The naked mole-rat (Heterocephalus glaber) is a subterranean rodent whose eyes are thought to be visually non-functional and is an ideal animal with which to pursue questions in evolutionary developmental biology. We have made substantial progress in our study of the mole-rat as a potential model for cataract formation and degenerative eye diseases (Nikitina and Kidson, 2004). In our original proposal, we indicated that we planned to study the eye and assess it as a model for anterior segment dysgenesis, and retinal degeneration. Our analyses have revealed that in addition to these potentials, it is clear that the animal develops early cataracts and that the lens is very abnormal. We have now embarked in a detailed analysis of lens development and differentiation.

C. Melanocytes in disease

Melanocyte differentiation and oncogenesis:
When melanocytes transform into metastatic melanomas, they go through an intermediate phase of immortalisation. In order to study how melanocytes proliferate, migrate and differentiate during this transformation process, two lines of investigation have been followed. Firstly, to study the molecular and cellular events that initiate melanocyte transformation into melanoma), we transformed mouse melanoblasts with a conditional allele of the SV-40 oncogene, derived six cell lines, characterised the derived immortal cell lines and compared their gene expression profiles during proliferation versus differentiation (Prince et al, 2001). We then used them to explore the role of the transcription factor, Mitf, as a central governor in the cell differentiation – cell proliferation equation (Prince et al, 2003). At the same time, we have developed methods to track the process of metastasis in humans. Our focus has been the early stages of metastases, where micro-metastases are clinically undetectable: our rationale being that accurate early detection would improve treatment regimens. A RT-PCR based method has been development thoroughly tested for accuracy and reliability, and applied to a cohort of patients being treated in melanoma clinics. (Hanekom et al, 1997, 1999, 2002, Davids et al, 2003a, 2003b, Davids 2002). This line of investigation has now been expanded into studies on human breast cancer and we are now converting the assays for use with real time quantitative PCR: (Hussein et al, publication submitted).

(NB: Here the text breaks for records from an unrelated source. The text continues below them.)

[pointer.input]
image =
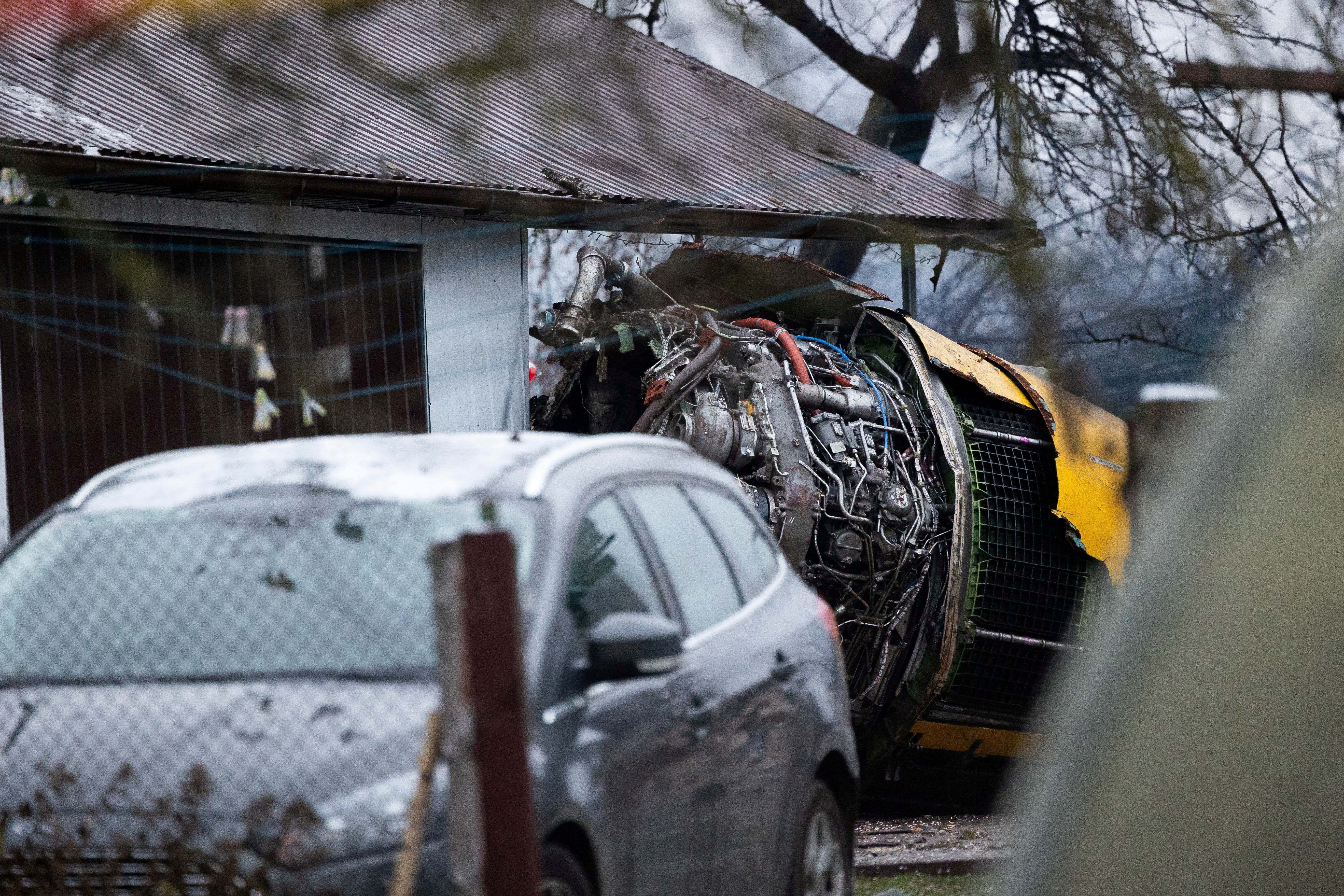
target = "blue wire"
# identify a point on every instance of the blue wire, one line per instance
(882, 406)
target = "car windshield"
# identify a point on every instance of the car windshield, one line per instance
(263, 584)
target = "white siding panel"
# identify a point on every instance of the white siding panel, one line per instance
(475, 327)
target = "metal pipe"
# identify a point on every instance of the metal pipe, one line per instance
(785, 339)
(573, 320)
(995, 436)
(976, 633)
(690, 375)
(822, 465)
(850, 404)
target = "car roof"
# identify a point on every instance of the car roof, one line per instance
(369, 468)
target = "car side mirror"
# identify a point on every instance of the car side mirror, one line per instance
(626, 645)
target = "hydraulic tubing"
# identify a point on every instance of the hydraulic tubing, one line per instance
(791, 349)
(690, 375)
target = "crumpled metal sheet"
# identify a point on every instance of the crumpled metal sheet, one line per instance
(455, 92)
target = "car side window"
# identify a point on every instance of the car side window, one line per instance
(608, 569)
(701, 575)
(753, 550)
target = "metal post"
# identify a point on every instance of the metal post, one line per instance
(486, 727)
(909, 297)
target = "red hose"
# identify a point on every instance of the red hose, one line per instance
(791, 349)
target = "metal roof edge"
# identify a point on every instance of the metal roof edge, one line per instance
(135, 174)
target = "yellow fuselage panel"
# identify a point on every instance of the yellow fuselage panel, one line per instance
(1093, 461)
(986, 742)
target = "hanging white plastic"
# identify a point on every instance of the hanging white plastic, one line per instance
(226, 336)
(263, 369)
(311, 406)
(265, 410)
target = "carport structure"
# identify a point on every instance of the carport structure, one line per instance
(361, 179)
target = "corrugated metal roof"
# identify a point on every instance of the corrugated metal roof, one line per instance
(456, 92)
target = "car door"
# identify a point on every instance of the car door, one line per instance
(639, 745)
(709, 597)
(760, 738)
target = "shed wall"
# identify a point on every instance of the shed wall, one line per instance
(475, 279)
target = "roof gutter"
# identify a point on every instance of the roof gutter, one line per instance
(79, 170)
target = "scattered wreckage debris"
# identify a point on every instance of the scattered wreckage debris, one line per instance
(963, 515)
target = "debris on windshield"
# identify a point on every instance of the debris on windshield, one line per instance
(939, 498)
(349, 530)
(279, 581)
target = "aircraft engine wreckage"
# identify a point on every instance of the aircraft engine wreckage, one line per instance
(962, 515)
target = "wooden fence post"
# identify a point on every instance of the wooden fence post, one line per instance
(492, 838)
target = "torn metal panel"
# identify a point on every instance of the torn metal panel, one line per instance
(974, 739)
(1093, 463)
(966, 363)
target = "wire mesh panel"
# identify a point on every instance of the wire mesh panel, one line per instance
(222, 698)
(1026, 577)
(120, 343)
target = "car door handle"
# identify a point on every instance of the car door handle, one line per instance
(701, 707)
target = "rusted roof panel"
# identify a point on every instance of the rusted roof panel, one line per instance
(455, 92)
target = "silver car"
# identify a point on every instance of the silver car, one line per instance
(217, 667)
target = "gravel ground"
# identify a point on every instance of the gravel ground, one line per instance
(966, 843)
(928, 886)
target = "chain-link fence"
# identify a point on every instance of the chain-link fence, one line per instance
(230, 698)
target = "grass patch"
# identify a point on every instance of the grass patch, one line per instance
(928, 886)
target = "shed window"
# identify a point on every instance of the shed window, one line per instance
(122, 343)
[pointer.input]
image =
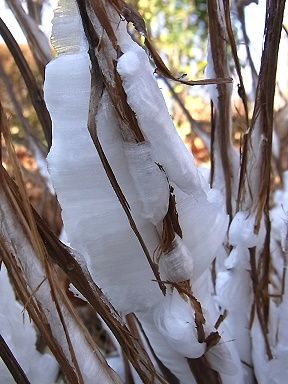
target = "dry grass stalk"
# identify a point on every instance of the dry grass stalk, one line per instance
(35, 93)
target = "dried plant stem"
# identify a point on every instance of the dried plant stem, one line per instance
(35, 93)
(12, 364)
(222, 107)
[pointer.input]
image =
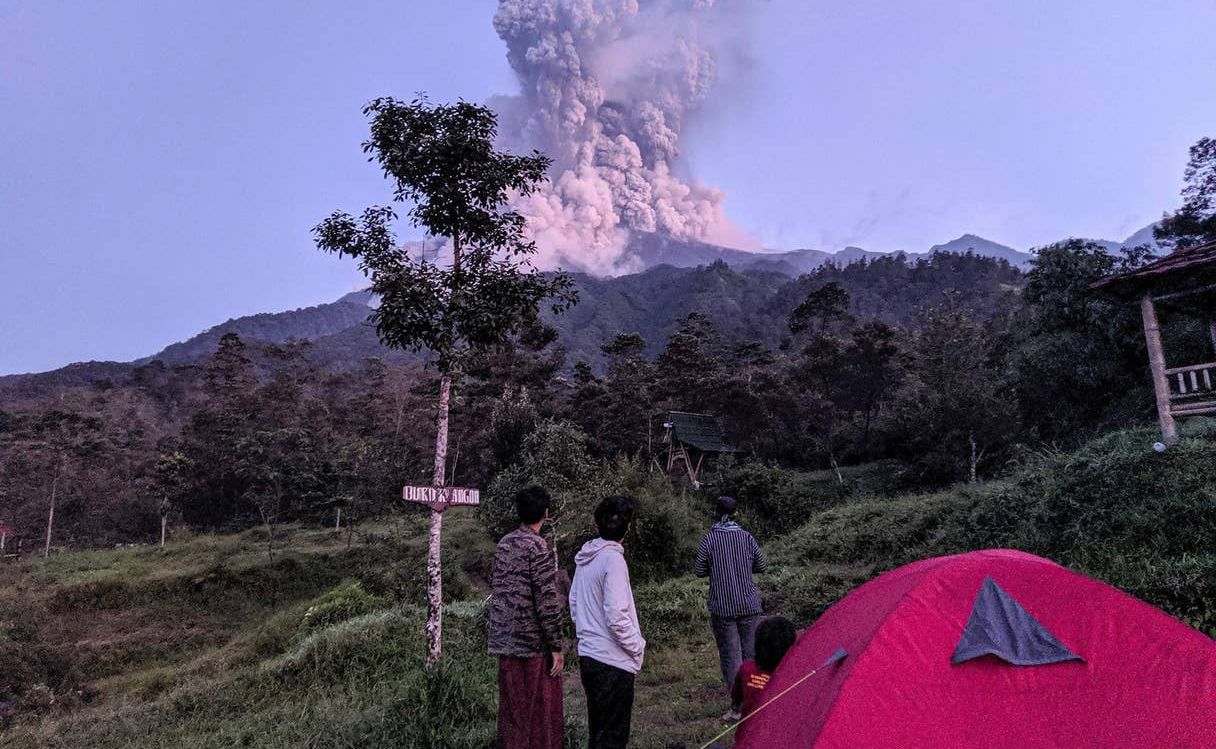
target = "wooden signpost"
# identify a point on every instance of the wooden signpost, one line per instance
(438, 499)
(442, 497)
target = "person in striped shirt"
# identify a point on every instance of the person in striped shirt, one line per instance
(728, 556)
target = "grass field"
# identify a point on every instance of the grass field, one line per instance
(212, 643)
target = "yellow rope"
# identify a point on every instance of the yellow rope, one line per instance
(776, 697)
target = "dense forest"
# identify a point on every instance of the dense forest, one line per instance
(950, 366)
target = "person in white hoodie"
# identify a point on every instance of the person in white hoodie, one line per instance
(611, 645)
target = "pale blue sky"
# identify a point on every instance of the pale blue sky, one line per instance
(161, 163)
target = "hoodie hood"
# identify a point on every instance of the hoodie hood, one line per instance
(594, 547)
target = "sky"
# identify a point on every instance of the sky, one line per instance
(162, 163)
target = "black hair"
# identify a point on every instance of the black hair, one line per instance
(773, 637)
(726, 506)
(532, 503)
(613, 517)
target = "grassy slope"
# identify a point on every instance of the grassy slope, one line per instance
(206, 645)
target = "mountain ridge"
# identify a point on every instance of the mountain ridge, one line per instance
(338, 328)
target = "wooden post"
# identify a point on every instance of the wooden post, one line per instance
(434, 561)
(50, 518)
(1157, 364)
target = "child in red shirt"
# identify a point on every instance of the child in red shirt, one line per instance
(775, 635)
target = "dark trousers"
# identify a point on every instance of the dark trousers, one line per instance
(609, 703)
(529, 704)
(736, 638)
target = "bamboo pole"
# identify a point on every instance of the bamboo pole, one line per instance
(1157, 364)
(434, 561)
(50, 518)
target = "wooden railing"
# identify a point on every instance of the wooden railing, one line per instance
(1192, 389)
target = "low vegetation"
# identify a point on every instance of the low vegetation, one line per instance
(209, 643)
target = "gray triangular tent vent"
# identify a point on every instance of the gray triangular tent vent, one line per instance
(1000, 626)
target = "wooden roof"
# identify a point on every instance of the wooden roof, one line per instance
(1180, 268)
(699, 431)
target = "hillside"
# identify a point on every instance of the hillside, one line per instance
(210, 645)
(747, 303)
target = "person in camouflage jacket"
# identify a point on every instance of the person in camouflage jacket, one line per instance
(525, 631)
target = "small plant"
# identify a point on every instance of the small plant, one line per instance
(347, 601)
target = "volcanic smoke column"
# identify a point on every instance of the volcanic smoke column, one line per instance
(607, 86)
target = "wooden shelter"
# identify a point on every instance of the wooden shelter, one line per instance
(690, 438)
(1186, 281)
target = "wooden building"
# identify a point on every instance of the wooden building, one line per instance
(690, 438)
(1182, 282)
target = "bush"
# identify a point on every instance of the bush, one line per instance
(347, 601)
(775, 501)
(1115, 510)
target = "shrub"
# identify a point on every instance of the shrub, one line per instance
(347, 601)
(773, 501)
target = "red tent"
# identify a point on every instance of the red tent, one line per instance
(929, 663)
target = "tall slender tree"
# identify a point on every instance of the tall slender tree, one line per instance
(480, 288)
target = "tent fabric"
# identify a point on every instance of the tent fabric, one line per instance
(699, 431)
(1002, 628)
(1146, 681)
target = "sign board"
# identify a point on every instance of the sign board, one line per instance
(442, 497)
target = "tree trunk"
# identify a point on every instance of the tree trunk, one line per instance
(434, 564)
(1157, 364)
(50, 517)
(974, 459)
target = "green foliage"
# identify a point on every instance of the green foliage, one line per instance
(442, 159)
(1194, 223)
(1116, 510)
(775, 501)
(553, 456)
(347, 601)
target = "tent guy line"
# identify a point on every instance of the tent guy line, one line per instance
(834, 658)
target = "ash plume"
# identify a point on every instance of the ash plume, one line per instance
(606, 89)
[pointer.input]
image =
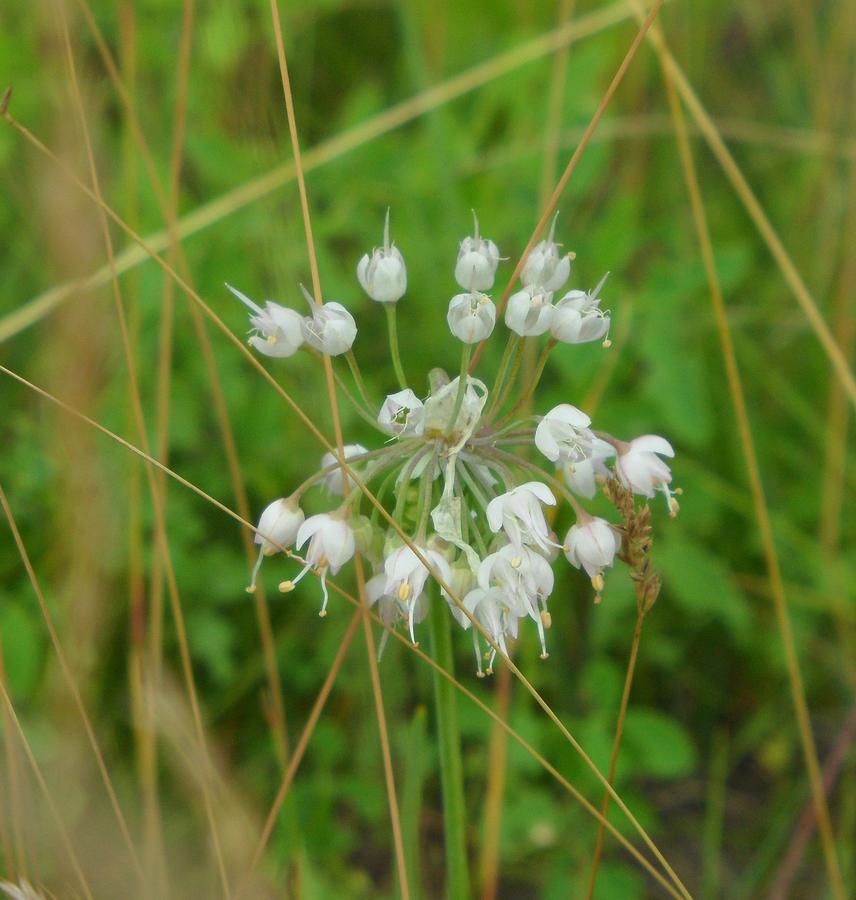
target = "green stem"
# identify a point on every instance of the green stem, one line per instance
(449, 745)
(539, 371)
(358, 378)
(502, 395)
(510, 345)
(462, 385)
(393, 343)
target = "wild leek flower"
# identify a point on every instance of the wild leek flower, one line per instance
(467, 502)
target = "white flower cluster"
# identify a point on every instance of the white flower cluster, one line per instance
(454, 463)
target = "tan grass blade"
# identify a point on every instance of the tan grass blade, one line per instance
(220, 208)
(756, 484)
(310, 425)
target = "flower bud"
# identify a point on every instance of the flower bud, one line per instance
(578, 319)
(546, 267)
(402, 414)
(471, 317)
(478, 259)
(330, 328)
(383, 275)
(529, 312)
(278, 525)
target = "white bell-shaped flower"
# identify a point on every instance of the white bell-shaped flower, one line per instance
(564, 434)
(329, 327)
(277, 529)
(591, 545)
(546, 267)
(279, 329)
(529, 312)
(526, 574)
(406, 575)
(471, 317)
(518, 512)
(390, 608)
(581, 475)
(578, 319)
(477, 262)
(402, 414)
(331, 545)
(383, 275)
(499, 613)
(334, 481)
(640, 468)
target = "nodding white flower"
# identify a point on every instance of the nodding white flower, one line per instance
(402, 414)
(331, 545)
(406, 575)
(390, 608)
(277, 529)
(525, 574)
(564, 434)
(334, 481)
(641, 469)
(529, 312)
(478, 259)
(471, 317)
(591, 544)
(578, 318)
(546, 267)
(519, 513)
(581, 476)
(329, 328)
(498, 613)
(383, 275)
(280, 329)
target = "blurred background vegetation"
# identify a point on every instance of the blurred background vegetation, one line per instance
(711, 760)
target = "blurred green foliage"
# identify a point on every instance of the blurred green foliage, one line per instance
(710, 666)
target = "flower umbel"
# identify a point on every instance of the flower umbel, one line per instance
(462, 502)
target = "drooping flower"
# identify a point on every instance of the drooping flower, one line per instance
(529, 312)
(334, 481)
(406, 575)
(391, 609)
(545, 267)
(331, 545)
(402, 414)
(641, 469)
(578, 318)
(528, 576)
(591, 544)
(383, 275)
(279, 330)
(478, 259)
(519, 513)
(277, 529)
(581, 476)
(564, 434)
(471, 317)
(329, 328)
(498, 613)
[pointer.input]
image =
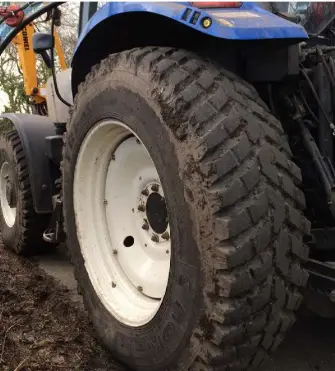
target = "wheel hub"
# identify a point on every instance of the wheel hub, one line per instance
(157, 213)
(154, 213)
(122, 222)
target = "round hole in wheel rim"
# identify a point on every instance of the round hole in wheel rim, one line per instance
(128, 241)
(114, 166)
(8, 212)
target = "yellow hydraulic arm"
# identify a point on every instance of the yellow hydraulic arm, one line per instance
(27, 60)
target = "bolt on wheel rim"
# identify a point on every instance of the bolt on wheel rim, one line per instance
(8, 209)
(122, 222)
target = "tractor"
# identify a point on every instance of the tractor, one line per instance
(187, 160)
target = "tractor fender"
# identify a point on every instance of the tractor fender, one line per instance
(248, 22)
(33, 130)
(119, 26)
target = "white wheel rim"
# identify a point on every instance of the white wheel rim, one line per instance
(127, 256)
(8, 212)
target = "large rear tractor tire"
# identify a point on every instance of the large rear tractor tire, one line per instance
(183, 213)
(21, 228)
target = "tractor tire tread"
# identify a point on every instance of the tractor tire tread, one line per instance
(251, 186)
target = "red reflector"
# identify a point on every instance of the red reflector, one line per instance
(216, 4)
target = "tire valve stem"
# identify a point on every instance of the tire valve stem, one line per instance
(166, 236)
(141, 208)
(145, 192)
(155, 238)
(145, 227)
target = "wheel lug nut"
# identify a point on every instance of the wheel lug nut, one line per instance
(145, 192)
(166, 236)
(145, 227)
(155, 238)
(141, 207)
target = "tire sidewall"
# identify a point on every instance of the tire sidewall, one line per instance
(10, 235)
(157, 345)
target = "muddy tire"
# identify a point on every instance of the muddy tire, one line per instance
(21, 228)
(234, 209)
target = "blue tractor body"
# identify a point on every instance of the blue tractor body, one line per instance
(248, 22)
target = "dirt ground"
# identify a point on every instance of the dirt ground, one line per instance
(40, 327)
(43, 326)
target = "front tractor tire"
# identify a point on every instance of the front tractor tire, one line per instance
(205, 274)
(21, 228)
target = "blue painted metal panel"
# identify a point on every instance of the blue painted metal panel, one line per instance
(249, 22)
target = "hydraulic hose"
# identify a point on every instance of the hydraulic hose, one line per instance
(52, 56)
(25, 22)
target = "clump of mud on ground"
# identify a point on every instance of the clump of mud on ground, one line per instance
(40, 327)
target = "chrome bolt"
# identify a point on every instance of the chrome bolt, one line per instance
(141, 207)
(145, 192)
(155, 238)
(145, 227)
(166, 236)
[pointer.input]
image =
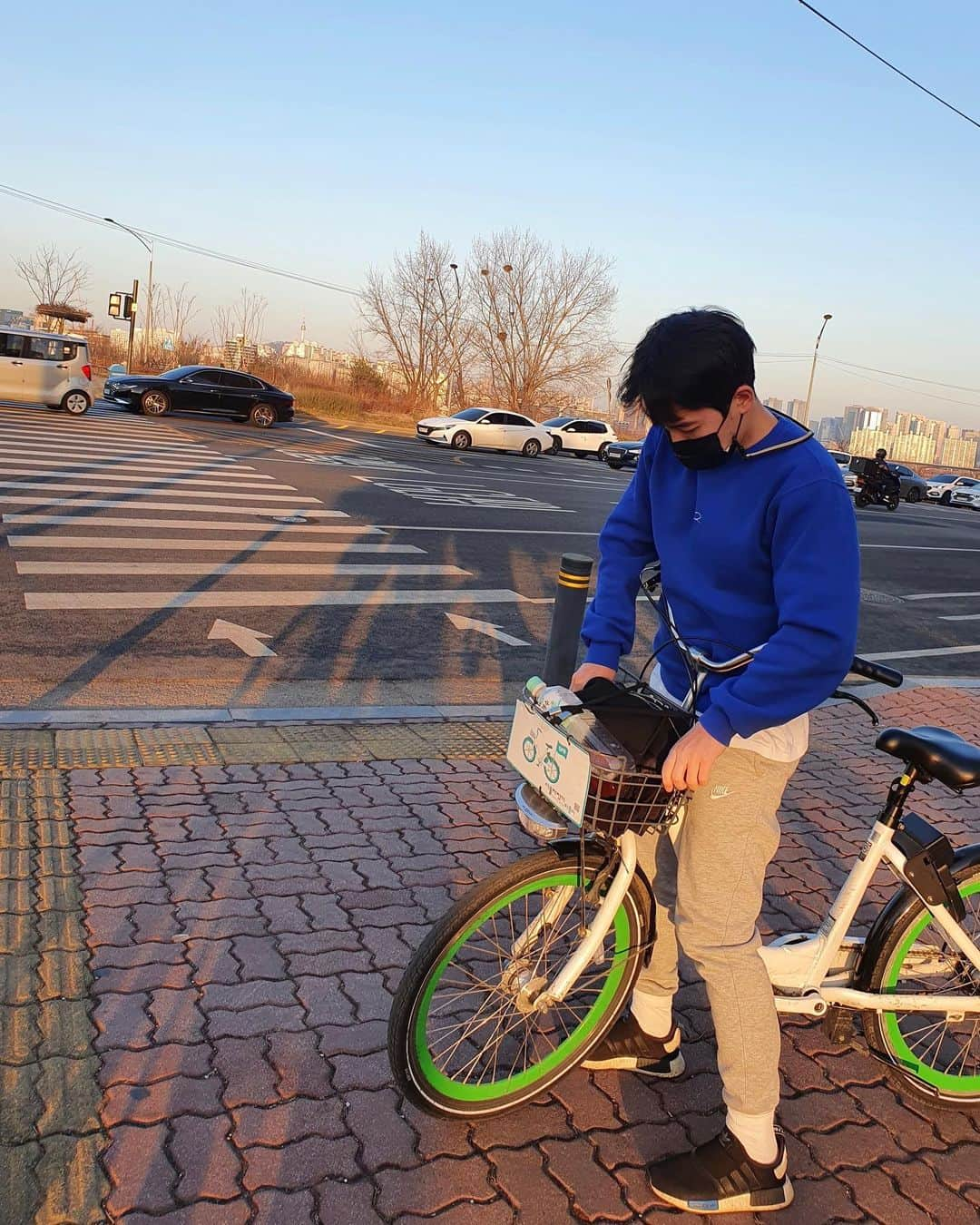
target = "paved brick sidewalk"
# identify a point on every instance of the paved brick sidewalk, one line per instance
(198, 965)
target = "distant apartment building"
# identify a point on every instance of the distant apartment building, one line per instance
(797, 409)
(958, 454)
(830, 431)
(13, 318)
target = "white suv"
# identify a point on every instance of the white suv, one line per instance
(45, 368)
(942, 486)
(581, 435)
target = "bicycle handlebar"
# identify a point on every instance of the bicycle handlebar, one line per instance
(878, 672)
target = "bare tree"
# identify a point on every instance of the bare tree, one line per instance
(244, 318)
(177, 309)
(416, 312)
(53, 277)
(542, 316)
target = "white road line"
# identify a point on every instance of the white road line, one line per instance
(94, 486)
(941, 595)
(923, 548)
(112, 521)
(916, 654)
(240, 569)
(97, 476)
(104, 504)
(71, 602)
(339, 437)
(146, 463)
(139, 544)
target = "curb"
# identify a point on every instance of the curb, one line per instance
(133, 717)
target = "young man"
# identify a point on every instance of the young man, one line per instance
(756, 538)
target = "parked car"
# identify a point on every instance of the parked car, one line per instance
(202, 389)
(622, 455)
(942, 486)
(489, 427)
(581, 435)
(968, 496)
(843, 459)
(45, 368)
(914, 486)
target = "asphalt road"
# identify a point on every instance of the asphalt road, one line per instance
(125, 539)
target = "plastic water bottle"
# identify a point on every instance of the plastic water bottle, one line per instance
(581, 724)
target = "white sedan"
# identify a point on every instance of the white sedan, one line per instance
(489, 427)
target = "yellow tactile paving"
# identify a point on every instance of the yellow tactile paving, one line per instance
(83, 748)
(181, 745)
(21, 750)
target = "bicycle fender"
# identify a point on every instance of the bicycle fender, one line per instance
(896, 909)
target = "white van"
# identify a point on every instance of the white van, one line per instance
(45, 368)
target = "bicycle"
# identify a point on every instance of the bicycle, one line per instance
(527, 972)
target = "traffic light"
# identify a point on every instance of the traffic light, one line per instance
(120, 305)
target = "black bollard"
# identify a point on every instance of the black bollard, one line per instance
(566, 620)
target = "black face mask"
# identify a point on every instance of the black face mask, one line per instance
(703, 454)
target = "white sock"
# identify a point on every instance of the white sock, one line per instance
(756, 1133)
(654, 1014)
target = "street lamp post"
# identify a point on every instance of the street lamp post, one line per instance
(149, 324)
(812, 371)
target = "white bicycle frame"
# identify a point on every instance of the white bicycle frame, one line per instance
(806, 970)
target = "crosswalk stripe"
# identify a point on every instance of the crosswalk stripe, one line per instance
(143, 463)
(98, 476)
(112, 521)
(94, 485)
(73, 602)
(104, 504)
(109, 441)
(97, 446)
(245, 570)
(140, 544)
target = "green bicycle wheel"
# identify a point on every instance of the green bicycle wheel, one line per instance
(463, 1036)
(934, 1059)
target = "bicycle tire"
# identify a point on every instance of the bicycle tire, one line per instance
(416, 1077)
(884, 1032)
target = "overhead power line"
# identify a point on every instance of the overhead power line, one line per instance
(888, 64)
(179, 244)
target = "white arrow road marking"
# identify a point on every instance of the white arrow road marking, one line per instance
(247, 640)
(487, 627)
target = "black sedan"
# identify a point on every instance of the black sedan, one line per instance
(622, 455)
(202, 389)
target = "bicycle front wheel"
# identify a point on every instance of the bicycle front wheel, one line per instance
(934, 1057)
(465, 1039)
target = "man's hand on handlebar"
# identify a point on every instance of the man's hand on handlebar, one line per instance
(690, 761)
(587, 672)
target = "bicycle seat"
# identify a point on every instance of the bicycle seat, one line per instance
(937, 752)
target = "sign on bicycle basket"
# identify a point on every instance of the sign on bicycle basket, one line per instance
(554, 766)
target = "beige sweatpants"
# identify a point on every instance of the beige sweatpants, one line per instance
(708, 887)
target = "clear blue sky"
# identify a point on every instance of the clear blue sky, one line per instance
(744, 154)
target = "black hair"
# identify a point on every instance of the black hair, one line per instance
(692, 359)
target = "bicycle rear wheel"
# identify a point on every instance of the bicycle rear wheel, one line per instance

Vitiligo is a depigmenting skin disorder that affects about 1-5 % of the general population. Affected individuals display a gradual loss of pigmentation in patches of the skin, most commonly on the hands and face, causing cosmetic disfigurement and often resulting in severe psychological and social distress, particularly in children. Current treatments are not very efficacious or permanent and there are severe phototoxic side effects, including erythema, oedema, and sunburn. (Carlie, Ntusi, Hulley and Kidson, 2003). Despite extensive investigations, the fate of melanocytes in vitiliginous skin remains unresolved. (Gottschalk and Kidson, 2005 – submitted to Brit J Derm). Furthermore, it is not known how the skin re-pigments when treated with standard photochemotherapy agents (for example, by psoralens or khellin which is photoactivated by UVA light). The answer to this question of melanocyte fate is central to the improvement of the treatments for vitiligo. We are carrying out cellular and molecular studies on melanocyte and keratinocyte interactions in vitiligo. In addition, we are currently following up work in which embryonic stem cells have been induced to differentiate into melanocytes. This work is exciting because it opens up the possibilities of using stem cells to treat human pigment cells disorders in the skin and in the eye (such as in retinitis pigmentosa).